I am currently on the job hunt here in Miami, Florida. This so-called ‘downtime’ has allowed me to test out my domestic skills (i.e. cooking & cleaning), hang out with my cat, spend hours on the computer and watch A LOT of news. I’ve scanned all of the local TV stations (WFOR, WSVN, WTVJ and WPLG) I’ve also watched entirely too much CNN, HLN, Fox News and MSNBC. All of this TV News watching has given me a chance to look at how things are done at different shops, which is always interesting. Each station delivers positive elements I that recognize, learn from and apply to my ‘personal producing arsenal’, while other things make me shudder and ask myself, did that really just happen?
The last station I worked for, WFTV in Orlando, Florida, was a news machine. Our staff always seemed to be thinking five steps ahead of our competition. Some people love that style, while others don’t. It works in that market and is the reason they are number one in the ratings book after book. One thing I believe they do very well is teach their writers to get out of their comfort zones and ditch the standard ‘TV News cliches’. Now that I’m on the other side of the screen, those cliches’ stick out like a sore thumb. The anchors might as well be yelling them. Unfortunately, I’ve been hearing them way too much.
During one of my Twitter rants (did I mention I’m bored?), I started spouting off about lazy go-to lines. I was able to find a list from the website SurviveTVNewsJobs. It contained countless examples of words and phrases that TV writers should try to avoid at all costs.
Here is but a few:
Completely/totally destroyed – destroyed will do.
Packs a powerful punch – Alliteration overload.
Parents worst nightmare – Just don’t use this, delete from your mind permanently, just describe what happened.
Gunned down – They were shot. You are not a P.I.O., don’t talk like one.
Slain – Killed. Would you ever say “did you see that story about the girl who was slain in the park?” to a friend? Didn’t think so.
Apprehended – Arrested.
Authorities – Which ones? Tell us WHO.
Went missing – My formed ND Bob Jordan dies when people use this. They are missing/gone/disappeared.
Fled on foot – Ran/walked/skipped.
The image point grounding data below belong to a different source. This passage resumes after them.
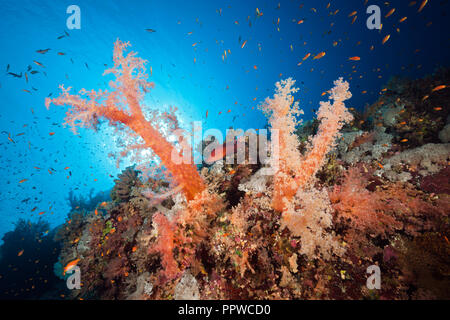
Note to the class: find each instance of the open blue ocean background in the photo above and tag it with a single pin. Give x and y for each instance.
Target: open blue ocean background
(193, 78)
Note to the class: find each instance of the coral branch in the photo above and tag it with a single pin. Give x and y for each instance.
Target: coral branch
(294, 170)
(122, 107)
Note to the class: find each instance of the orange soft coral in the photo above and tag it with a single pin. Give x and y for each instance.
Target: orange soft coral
(122, 108)
(294, 170)
(165, 245)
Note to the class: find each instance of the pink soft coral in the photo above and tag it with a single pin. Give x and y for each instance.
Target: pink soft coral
(122, 108)
(294, 171)
(364, 209)
(165, 245)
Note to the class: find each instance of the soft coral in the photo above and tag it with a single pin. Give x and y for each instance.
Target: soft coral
(122, 108)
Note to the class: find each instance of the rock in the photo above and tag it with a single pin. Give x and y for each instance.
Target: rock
(187, 288)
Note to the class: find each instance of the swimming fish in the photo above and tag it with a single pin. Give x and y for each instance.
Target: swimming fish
(439, 88)
(222, 151)
(43, 51)
(70, 265)
(424, 2)
(320, 55)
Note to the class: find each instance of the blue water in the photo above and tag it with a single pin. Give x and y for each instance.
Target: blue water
(210, 83)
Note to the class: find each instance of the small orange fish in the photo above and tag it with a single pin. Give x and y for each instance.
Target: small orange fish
(390, 13)
(70, 265)
(320, 55)
(39, 64)
(439, 88)
(424, 2)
I didn’t “flee on foot” home from school growing up. Did you?
Automobile – Car, suv, truck, pickup.
Area residents – Do you call your neighbors area residents? Yeah, me neither.
Injury Accident – Huh? I think you are missing a word.
Motorists – Drivers.
White stuff – It is snow. Unless you are a college kid talking about drugs, or a fan of the shabby chic trend.
Allegedly – I ‘allegedly’ ate too much nutella this week. No, my sister claims/says/believes I ate too much nutella. Anyway, she’s probably right.
ATM machine – I can’t be bothered to tell you if you don’t see the problem. Google it.
These are just a few. I really could go on, but in the spirit of just giving you the facts, I’ll stop now.